Results: This study included 23 R/R LBCL patients, with a total of 101 peripheral blood plasma samples collected. The baseline ctDNA levels were positively correlated with various clinical tumor burden characteristics, and patients with high ctDNA levels had shorter progression-free survival (PFS) (P = 0.031) and overall survival (OS) (P = 0.023). The three-month complete response (CR) rate of patients without detectable ctDNA (ctDNA-) at day 14 (D14) post-treatment was impressive at 77.8%, while the three-month CR rate of patients with detectable ctDNA (ctDNA+) was only 22.2% (P = 0.015), with similar results observed at day 28 (D28). Compared to patients with persistent ctDNA+, patients with ctDNA- at D28 had significantly higher one-year PFS rates (90.9% vs. 27.3%; P = 0.004) and OS rates (90.9% vs. 49.1%; P = 0.003). Notably, this study first reported the prognostic value of ctDNA fragment size in LBCL patients treated with CAR T-cell therapy; we found that short ctDNA fragments (<170bp) were significantly associated with poorer PFS (P = 0.031 at D14; P = 0.002 at D28) and OS (P = 0.013 at D14; P = 0.008 at D28). Furthermore, multiple baseline gene mutations were more common in patients with progression after treatment, including TP53, IGLL5, PIM1, BTG1, CD79B, GNA13, and P2RY8, with patients harboring mutations in the IGLL5 gene having significantly poorer PFS (P = 0.008) and OS (P = 0.014).

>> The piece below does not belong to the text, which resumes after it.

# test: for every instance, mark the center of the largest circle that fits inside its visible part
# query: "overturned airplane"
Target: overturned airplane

Conclusions: Baseline ctDNA levels are promising as an alternative marker for assessing tumor burden; the dynamics of ctDNA after CAR T-cell infusion can effectively predict treatment response and survival outcomes; genomic analysis of longitudinal ctDNA monitoring can reveal resistant mutations to CAR T-cell therapy and elucidate clonal evolution patterns in R/R LBCL patients. Our study confirms ctDNA as a non-invasive monitoring method with broad prospects for efficacy prediction and salvage treatment decisions in R/R LBCL patients undergoing CD19 CAR T-cell therapy.